When the aircraft carrier Ticonderoga, the "Tico," left-San Diego in mid-May, a movement called "Stop It Now" (SIN) had begun to grow on board.

It began when three crewmembers took sanctuary in a Friends Center in La Jolla rather than sail to Indochina with their ship. They were "peacefully apprehended" and returned to the ship. A petition campaign began on the ship in support of their action, and as the ship sailed toward the war zone, the three began to refuse to work.

Two of the original three, Bruce Rumer and John Elliott, were sentenced to the ship's brig through Captain's Mast, a form of non-judicial punishment, for missing ship's movement. They have also been threatened with summary courtmartial for refusing to work. The third, Tony Powers, has been singled out as the ring leader, and is now at Pearl Harbor awaiting a special court martial.

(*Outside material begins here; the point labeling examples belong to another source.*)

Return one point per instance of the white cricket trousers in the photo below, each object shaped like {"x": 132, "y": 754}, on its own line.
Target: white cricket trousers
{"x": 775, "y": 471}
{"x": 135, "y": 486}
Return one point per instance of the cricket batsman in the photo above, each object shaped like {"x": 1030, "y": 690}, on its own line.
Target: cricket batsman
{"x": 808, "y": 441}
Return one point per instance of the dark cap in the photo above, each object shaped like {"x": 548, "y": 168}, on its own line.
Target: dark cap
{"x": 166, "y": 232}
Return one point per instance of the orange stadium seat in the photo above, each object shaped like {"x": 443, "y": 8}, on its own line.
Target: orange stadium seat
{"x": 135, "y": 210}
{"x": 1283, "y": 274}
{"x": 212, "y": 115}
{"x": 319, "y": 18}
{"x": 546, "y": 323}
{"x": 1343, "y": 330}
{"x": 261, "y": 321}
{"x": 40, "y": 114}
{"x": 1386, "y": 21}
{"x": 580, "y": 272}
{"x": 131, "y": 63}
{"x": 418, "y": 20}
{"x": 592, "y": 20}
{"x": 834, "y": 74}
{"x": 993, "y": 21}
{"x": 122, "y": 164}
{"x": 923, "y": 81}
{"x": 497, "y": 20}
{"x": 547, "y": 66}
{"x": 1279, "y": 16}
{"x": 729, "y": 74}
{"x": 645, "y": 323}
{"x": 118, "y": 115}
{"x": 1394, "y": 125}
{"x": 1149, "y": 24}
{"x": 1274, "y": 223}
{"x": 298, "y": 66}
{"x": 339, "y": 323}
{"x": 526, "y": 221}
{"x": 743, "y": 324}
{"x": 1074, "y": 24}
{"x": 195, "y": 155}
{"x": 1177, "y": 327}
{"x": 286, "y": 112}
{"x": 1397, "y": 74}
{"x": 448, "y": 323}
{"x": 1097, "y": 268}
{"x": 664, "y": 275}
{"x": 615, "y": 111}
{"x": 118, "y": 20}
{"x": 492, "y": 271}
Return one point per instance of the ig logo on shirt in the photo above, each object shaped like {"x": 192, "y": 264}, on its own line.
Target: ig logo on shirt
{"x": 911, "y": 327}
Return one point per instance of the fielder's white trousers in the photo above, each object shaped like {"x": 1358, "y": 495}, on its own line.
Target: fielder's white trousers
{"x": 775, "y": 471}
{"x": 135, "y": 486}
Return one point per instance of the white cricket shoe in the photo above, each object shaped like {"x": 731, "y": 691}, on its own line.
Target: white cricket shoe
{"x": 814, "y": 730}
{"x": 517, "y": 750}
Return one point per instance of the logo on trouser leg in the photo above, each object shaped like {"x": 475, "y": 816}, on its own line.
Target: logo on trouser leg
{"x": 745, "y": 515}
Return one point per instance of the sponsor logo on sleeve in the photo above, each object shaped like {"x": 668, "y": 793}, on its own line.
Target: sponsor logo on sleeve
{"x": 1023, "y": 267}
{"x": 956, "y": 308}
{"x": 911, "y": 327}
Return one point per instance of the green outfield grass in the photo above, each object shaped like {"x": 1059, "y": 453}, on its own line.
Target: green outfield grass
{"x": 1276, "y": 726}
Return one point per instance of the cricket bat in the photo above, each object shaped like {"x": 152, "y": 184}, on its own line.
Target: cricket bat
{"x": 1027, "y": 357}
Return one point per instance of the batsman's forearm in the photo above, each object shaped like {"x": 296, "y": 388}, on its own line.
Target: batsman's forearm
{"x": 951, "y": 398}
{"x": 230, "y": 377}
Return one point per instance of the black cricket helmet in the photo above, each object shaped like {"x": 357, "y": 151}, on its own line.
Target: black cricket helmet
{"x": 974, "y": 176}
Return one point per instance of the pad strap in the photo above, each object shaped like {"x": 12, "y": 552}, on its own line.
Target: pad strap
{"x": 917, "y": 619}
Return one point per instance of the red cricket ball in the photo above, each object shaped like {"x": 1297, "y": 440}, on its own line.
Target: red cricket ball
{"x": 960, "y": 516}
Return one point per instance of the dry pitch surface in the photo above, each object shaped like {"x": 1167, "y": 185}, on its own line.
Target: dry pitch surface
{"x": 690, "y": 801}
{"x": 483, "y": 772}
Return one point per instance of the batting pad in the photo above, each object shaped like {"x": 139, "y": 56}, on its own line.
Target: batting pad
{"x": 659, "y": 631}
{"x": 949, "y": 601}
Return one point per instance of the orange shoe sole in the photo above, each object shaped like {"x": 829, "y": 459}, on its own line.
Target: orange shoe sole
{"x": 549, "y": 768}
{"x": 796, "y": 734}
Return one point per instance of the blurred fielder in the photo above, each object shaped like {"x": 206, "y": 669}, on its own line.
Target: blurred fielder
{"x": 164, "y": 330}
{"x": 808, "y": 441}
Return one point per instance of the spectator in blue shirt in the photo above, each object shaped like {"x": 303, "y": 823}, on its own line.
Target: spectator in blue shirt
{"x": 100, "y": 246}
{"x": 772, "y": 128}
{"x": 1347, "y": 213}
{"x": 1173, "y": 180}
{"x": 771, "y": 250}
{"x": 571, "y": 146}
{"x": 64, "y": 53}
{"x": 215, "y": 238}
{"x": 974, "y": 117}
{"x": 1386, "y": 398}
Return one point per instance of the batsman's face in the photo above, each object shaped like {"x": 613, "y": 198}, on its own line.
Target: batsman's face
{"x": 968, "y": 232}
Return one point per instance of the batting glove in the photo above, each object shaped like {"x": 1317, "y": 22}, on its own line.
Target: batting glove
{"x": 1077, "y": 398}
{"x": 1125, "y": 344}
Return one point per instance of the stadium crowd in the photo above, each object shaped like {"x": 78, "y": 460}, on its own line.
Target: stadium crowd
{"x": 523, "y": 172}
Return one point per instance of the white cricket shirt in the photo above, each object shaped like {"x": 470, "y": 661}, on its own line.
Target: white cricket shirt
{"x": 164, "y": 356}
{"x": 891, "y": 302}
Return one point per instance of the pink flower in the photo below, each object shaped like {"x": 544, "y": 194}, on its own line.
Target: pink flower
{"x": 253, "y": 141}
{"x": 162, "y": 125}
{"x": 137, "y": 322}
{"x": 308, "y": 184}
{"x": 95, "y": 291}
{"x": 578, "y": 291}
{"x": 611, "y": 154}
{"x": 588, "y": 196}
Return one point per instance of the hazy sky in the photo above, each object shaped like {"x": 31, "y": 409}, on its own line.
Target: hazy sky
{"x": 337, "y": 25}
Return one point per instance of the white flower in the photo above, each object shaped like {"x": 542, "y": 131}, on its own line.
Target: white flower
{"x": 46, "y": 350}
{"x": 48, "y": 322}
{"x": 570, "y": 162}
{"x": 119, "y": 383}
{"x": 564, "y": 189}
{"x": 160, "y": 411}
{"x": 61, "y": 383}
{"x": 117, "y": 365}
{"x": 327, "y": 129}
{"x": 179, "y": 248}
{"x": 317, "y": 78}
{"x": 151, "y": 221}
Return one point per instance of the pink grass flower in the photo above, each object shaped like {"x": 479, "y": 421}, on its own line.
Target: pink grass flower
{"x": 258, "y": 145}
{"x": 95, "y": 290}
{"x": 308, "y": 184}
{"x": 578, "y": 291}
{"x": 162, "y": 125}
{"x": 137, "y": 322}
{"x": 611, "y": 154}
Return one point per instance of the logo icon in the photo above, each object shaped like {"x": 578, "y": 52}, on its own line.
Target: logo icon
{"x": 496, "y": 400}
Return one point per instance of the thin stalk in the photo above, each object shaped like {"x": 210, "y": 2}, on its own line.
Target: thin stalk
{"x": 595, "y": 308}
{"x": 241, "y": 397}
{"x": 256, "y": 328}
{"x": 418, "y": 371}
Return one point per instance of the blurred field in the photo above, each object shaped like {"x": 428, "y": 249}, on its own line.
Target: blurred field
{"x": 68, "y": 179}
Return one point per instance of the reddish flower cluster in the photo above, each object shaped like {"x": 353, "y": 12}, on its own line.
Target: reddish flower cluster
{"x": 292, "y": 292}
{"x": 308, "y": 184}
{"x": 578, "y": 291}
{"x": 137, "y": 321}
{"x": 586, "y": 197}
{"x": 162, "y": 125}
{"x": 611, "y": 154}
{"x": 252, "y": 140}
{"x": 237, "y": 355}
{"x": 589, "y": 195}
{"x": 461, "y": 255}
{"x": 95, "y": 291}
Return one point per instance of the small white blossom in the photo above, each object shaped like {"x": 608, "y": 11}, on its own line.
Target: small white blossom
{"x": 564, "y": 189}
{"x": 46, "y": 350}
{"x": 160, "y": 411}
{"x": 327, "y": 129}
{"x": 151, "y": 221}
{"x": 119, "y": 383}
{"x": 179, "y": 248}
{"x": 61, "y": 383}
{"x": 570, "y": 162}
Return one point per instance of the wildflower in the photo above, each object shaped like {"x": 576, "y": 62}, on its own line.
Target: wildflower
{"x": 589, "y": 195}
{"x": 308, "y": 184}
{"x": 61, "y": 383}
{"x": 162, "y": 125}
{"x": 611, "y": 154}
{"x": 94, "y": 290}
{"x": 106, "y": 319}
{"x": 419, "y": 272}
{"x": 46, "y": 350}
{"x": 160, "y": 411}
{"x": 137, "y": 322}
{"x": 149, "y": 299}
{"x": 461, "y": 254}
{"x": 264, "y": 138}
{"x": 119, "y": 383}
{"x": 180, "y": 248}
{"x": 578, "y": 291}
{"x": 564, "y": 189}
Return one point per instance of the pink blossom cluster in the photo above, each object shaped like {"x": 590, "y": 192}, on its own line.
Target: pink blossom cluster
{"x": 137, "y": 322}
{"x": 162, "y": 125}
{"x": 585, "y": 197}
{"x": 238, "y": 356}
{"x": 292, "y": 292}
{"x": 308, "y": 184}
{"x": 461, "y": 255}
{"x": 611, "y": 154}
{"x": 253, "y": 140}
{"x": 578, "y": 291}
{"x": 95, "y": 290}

A fourth sailor, Don Whitlatch, also refused to work as the ship entered the war zone. He was sentenced to the brig in a Captain's Mast, and threatened with summary court martial if he continued to refuse to work upon release on June 27. No further word has been received about his situation.

These men have taken serious risks to show their opposition to the war, and they have asked for civilian support. Letters to the ship's captain, the Department of the Navy, and to congressmen may help them in their fight against the brass. Letters to the men personally will certainly give them needed moral support while the are at sea.